Besuch des Zeitzeugenvortrags von Eva Erben am 24.11.2023 mit den drei neunten Klassen des Theresien-Gymnasiums München im Mathäser
„Mein Mann sagte immer, ich könnte – wenn ich wollte – Saft aus einem Stein pressen. Wenn man am Abgrund des Seins steht, kann man eine nahezu göttliche Kraft entwickeln.“ Zwar glaube sie nicht an einen Gott, aber das Göttliche zeige sich im Menschen. Diese Antwort gab die 93-jährige Eva Erben auf die Frage, wie sie bei all das Grauen der Konzentrationslager Theresienstadt und Auschwitz sowie des anschließenden „Todesmarsches“ kurz vor der Befreiung durch die Amerikaner hat überleben können. Neben dieser Willensstärke waren es – wie Eva Erben betonte – Zufälle, die ihr Weiterleben ermöglichten. So wurde sie zum Beispiel völlig entkräftet von einem tschechischen Paar gefunden, nachdem sie bei dem Todesmarsch in einem Kuhstall zum Sterben zurückgelassen wurde und verhalf ihr mit Unterstützung einer Hebamme und viel Milch zu neuen Kräften. Auf dem 750 km langen Weg, den sie lange ohne Schuhe gegangen ist, hatten ihr zuvor nur Schnee und Blätter geholfen, nicht zu verdursten und zu verhungern. Vierzig Jahre hat sie, die sich mit ihrem Mann in Israel ein neues Leben aufbaute, im Anschluss nicht mehr über diese unmenschlichen Erfahrungen gesprochen. Heute ist es Eva Erbens Mission, in Zeitzeugengesprächen das Vermächtnis der sechs Millionen ermordeten Juden lebendig zu halten.
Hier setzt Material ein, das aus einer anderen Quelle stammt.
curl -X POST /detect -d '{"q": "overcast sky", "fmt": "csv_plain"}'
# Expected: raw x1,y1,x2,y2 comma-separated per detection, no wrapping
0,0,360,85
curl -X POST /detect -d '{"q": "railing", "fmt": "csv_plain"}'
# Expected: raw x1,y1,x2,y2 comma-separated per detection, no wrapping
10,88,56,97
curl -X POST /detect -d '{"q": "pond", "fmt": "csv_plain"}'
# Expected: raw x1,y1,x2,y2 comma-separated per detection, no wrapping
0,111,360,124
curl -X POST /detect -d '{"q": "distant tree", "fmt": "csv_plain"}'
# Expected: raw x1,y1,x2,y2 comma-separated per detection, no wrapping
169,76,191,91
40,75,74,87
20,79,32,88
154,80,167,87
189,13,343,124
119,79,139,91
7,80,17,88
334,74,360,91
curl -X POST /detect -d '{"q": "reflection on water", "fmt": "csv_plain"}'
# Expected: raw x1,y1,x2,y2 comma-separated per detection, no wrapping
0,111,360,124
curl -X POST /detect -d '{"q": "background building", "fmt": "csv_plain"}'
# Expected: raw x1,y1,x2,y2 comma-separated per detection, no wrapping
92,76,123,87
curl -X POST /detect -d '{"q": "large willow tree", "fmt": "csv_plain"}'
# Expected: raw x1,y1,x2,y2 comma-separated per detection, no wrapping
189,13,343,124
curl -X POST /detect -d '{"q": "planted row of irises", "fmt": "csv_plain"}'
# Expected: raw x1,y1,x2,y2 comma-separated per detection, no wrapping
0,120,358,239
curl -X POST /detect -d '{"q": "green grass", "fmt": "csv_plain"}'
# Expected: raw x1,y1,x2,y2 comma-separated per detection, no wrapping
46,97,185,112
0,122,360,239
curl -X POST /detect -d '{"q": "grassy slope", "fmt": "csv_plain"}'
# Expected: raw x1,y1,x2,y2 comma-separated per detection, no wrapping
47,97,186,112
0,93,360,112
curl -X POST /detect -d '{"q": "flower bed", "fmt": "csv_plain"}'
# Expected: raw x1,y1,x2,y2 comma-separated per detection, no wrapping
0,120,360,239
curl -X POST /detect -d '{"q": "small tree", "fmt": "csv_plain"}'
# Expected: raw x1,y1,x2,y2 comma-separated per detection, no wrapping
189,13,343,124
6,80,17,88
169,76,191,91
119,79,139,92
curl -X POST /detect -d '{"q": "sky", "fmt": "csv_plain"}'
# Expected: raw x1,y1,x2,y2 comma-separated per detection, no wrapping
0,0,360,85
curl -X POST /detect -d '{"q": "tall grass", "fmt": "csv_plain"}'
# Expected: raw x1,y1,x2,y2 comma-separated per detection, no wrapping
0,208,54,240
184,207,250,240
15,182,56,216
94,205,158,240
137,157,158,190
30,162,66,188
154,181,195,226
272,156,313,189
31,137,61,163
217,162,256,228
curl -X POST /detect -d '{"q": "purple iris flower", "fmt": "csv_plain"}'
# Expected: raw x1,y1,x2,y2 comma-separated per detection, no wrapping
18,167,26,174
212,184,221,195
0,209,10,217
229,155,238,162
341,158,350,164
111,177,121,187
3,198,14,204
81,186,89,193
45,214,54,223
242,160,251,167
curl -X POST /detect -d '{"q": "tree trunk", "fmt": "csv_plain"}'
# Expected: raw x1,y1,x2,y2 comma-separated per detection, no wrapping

Am 24.11.2023 kam Eva Erben daher ins Mathäser nach München, um im Gespräch mit Marcel Reif, dessen jüdischer Vater selbst den Holocaust überlebte, über 800 Münchner Schülerinnen und Schülern von ihren erschütternden Erfahrungen in der Zeit des Nationalsozialismus zu berichten und Botschaften für die Zukunft mitzugeben: „Ihr habt eine große Verantwortung – schweigt nicht bei Unrecht, steht auf und bleibt der Wahrheit treu. Ihr seid die Zukunft der Menschlichkeit.“ Ein Anliegen, das in Zeiten von einem Wiedererstarken des Antisemitismus von noch größerer Bedeutung ist. Gezeigt hat sich hier wieder, dass Zeitzeugengespräche – wie es Dr. Felix Klein, Beauftragter der Bundesregierung für jüdisches Leben in Deutschland und den Kampf gegen Antisemitismus, zu Beginn formulierte – ein unersetzliches Bollwerk gegen das Vergessen und ein bedeutsames Werkzeug gegen die Gleichgültigkeit sind.